2024 Author: Harry Day | [email protected]. Last modified: 2023-12-17 15:43
My day in kindergarten was coming to an end. I was already finishing the reporting red tape and was going to go home. But suddenly there was a knock on the door and mother and son appeared.
- Hello. Please test it for school readiness. In the meantime, I'll take the little one … And can I put your bags here? They are so heavy …
And she left. The boy went into the study and sat down on the sofa. Looked around.
- Hey. What is your name? How old are you?
- Kolya. I'm soon 6. But you know, I don't want to do tests, I'd rather draw. Can?
I, slowly coming to my senses, willingly agreed to his proposal. Largely because I can’t meet my mother’s expectations: I just don’t know tests for five-year plans for school readiness.
Kolya decided to paint with paints and prepared everything he needed for himself. I watched him quietly. He gave the impression of a rather grown-up child, carefully putting on oversleeves, an apron, tied a knot himself and poured water. And then he began to paint.
A spiral appeared on the sheet, and, looking at this detailed boy, I even tuned in to a conversation about the meaning of life. But then under this curl he drew a puddle with eyes and sticks sticking out.
- Snail. Here.
- And what would this snail want?
- Crawl.
- Well, here's a rug, please. At your disposal.
But Kolya climbed onto the sofa, turned his back to me and began to slowly crawl off it. He pulled his legs to his stomach, strained it, his arms and head pulled up to his chest. It cost him a lot of effort without changing this position, slowly, over and over again, safely down to the floor. Something important to him was happening now.

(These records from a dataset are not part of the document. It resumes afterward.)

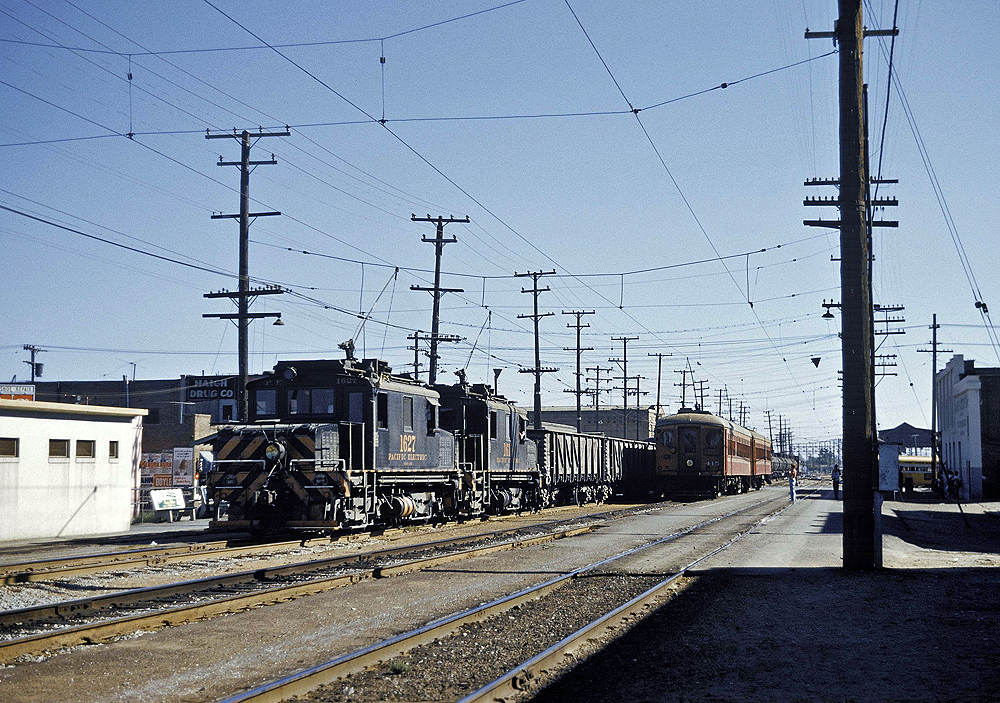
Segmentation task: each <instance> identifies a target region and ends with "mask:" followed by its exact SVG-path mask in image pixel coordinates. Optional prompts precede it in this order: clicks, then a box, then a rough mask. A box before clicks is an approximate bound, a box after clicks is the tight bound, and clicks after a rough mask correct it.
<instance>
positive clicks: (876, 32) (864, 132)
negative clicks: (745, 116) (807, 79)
mask: <svg viewBox="0 0 1000 703" xmlns="http://www.w3.org/2000/svg"><path fill="white" fill-rule="evenodd" d="M839 8H840V16H839V19H838V20H837V24H836V28H835V30H834V31H833V32H809V31H808V30H807V31H806V38H807V39H811V38H820V37H823V38H831V39H834V41H836V42H837V44H838V45H839V55H840V178H839V185H840V194H839V196H838V198H837V202H836V203H835V204H836V205H837V206H838V207H839V208H840V221H839V222H837V223H835V224H834V223H827V224H826V225H825V226H828V227H829V226H831V224H832V226H834V227H839V229H840V282H841V312H842V323H841V326H842V339H843V342H842V360H843V375H844V413H843V423H844V471H845V475H846V476H847V477H848V480H847V481H845V482H844V568H845V569H848V570H861V569H874V568H876V567H880V566H881V564H882V540H881V534H880V533H879V532H878V531H877V530H876V516H875V509H876V499H875V491H874V488H875V476H876V471H875V461H876V456H877V445H876V440H875V437H874V436H873V431H872V418H873V415H874V406H875V398H874V395H875V393H874V385H873V383H872V382H873V369H872V336H873V335H872V295H871V279H870V270H871V249H870V242H869V232H870V230H869V226H868V222H869V219H870V218H869V217H868V207H869V206H870V204H871V201H870V200H869V198H868V196H867V193H868V183H869V174H868V169H867V163H866V161H867V159H866V158H865V153H864V150H865V128H866V125H865V124H864V119H863V118H864V95H863V93H864V90H863V83H864V72H863V70H862V44H863V41H864V36H865V35H866V34H868V35H875V34H877V35H882V36H885V35H890V36H891V35H895V34H896V33H897V30H896V29H895V28H893V29H892V30H886V31H881V30H879V31H871V32H865V31H864V26H863V23H862V16H861V0H839Z"/></svg>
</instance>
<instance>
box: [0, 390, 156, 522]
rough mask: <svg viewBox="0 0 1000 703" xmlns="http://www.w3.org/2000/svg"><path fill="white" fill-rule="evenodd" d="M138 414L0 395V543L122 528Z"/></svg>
mask: <svg viewBox="0 0 1000 703" xmlns="http://www.w3.org/2000/svg"><path fill="white" fill-rule="evenodd" d="M146 412H147V411H146V410H142V409H137V408H112V407H104V406H97V405H69V404H66V403H39V402H35V401H28V400H0V542H5V541H10V540H19V539H31V538H39V537H42V538H44V537H66V536H69V535H95V534H109V533H113V532H124V531H126V530H128V528H129V524H130V522H131V516H132V509H131V489H132V487H133V485H138V480H139V479H138V474H139V457H140V455H141V453H142V416H143V415H145V414H146Z"/></svg>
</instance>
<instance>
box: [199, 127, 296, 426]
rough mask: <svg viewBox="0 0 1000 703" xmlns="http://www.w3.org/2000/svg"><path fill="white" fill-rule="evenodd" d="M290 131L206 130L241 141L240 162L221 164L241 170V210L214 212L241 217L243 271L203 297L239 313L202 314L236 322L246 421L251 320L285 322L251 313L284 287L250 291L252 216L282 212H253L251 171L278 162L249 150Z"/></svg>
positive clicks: (244, 415)
mask: <svg viewBox="0 0 1000 703" xmlns="http://www.w3.org/2000/svg"><path fill="white" fill-rule="evenodd" d="M290 134H291V132H290V131H289V130H288V128H287V127H286V128H285V130H284V131H282V132H265V131H264V130H263V129H261V130H258V131H257V132H254V133H253V134H251V133H250V132H249V131H248V130H245V129H244V130H243V131H242V132H237V131H236V130H233V131H232V132H231V133H230V132H220V133H218V134H212V133H211V131H207V132H206V133H205V139H236V140H238V141H239V142H240V160H239V161H225V160H223V158H222V157H221V156H220V157H219V163H218V165H219V166H236V167H238V168H239V169H240V211H239V213H238V214H234V215H226V214H221V213H220V214H213V215H212V219H213V220H222V219H233V220H239V222H240V271H239V277H240V278H239V290H238V291H236V292H232V291H228V290H222V291H217V292H212V293H206V294H205V295H204V297H206V298H229V299H230V300H232V301H233V302H234V303H236V306H237V310H238V312H237V313H236V314H235V315H233V314H211V313H205V314H203V315H202V317H216V318H219V319H222V320H234V321H235V323H236V329H237V331H238V333H237V338H238V340H237V341H238V345H239V366H240V369H239V376H240V380H239V383H237V386H236V410H237V412H238V413H239V414H240V417H239V419H240V421H242V422H246V421H247V420H248V419H249V416H250V412H249V411H250V408H249V406H248V401H247V381H248V380H249V377H250V320H254V319H259V318H264V317H274V318H277V319H276V320H275V323H274V324H276V325H278V324H282V325H283V324H284V323H283V322H281V313H280V312H255V313H252V312H249V309H250V306H251V305H252V304H253V301H254V300H256V299H257V296H259V295H276V294H279V293H284V290H282V289H281V287H280V286H267V287H263V288H255V289H253V290H251V288H250V224H251V218H253V220H256V219H257V218H258V217H275V216H277V215H280V214H281V213H280V212H250V173H251V171H253V170H254V169H255V168H256V167H257V166H264V165H269V166H271V165H274V164H276V163H278V162H277V161H276V160H275V158H274V154H271V158H270V159H267V160H262V161H251V159H250V149H252V148H253V147H254V146H255V145H256V144H257V142H258V141H260V140H261V139H263V138H265V137H287V136H289V135H290ZM251 137H252V138H253V144H251V143H250V140H251Z"/></svg>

- Kolya, why are you back to me?
- Because when I look at you, it seems to me that I am breaking some rule.
“Remember to breathe deeply,” I advise. But Kolya says that he has no time to breathe deeply.
Then his slippage ended and he went to play in the sand. And at some point he asked me:
- And what are we going to tell mom now? I haven't done any tests …
- Well, today I won't talk to your mom, because it's time for everyone to go home. Until tomorrow I’ll think of something, don’t worry. There is time.
Obviously, for Kolya, this game is about the need to slow down and rest. And also about the adoption of his processes, the right to your own pace. And for me, it's also about the need to live a regression, to be small: after all, the "snail" pose was very similar to the embryonic one, and the process itself resembled birth. And, also, this is also a big separate topic about the ability to share your needs and the needs of the child. And a good guideline here can be information on age-related developmental tasks.
I composed this story, summarizing my previous experience of working with children and parents, when I returned with my daughter from the clinic. On the table next to me, a woman was dressing her child. The girl had a toy in her hands: she was slowly and confidently shifting it from hand to hand, carefully and intently examining it, and clearly did not strive to eat it or throw it away. At that moment, a bunch of thoughts flashed through my head about whether everything is all right with my child, and if not, then I also came up with reasons. I overcame my awkwardness and asked the woman how old her girl was. Mine, I say, is 4 months old, and why does she behave differently with everything that falls into her hands … The woman thought about it and said: “6 months 3 weeks. But everything will start soon for you too, somewhere at 5."
"Fuuuh!" I gasped. Six months three weeks. Will still grow. Still have time.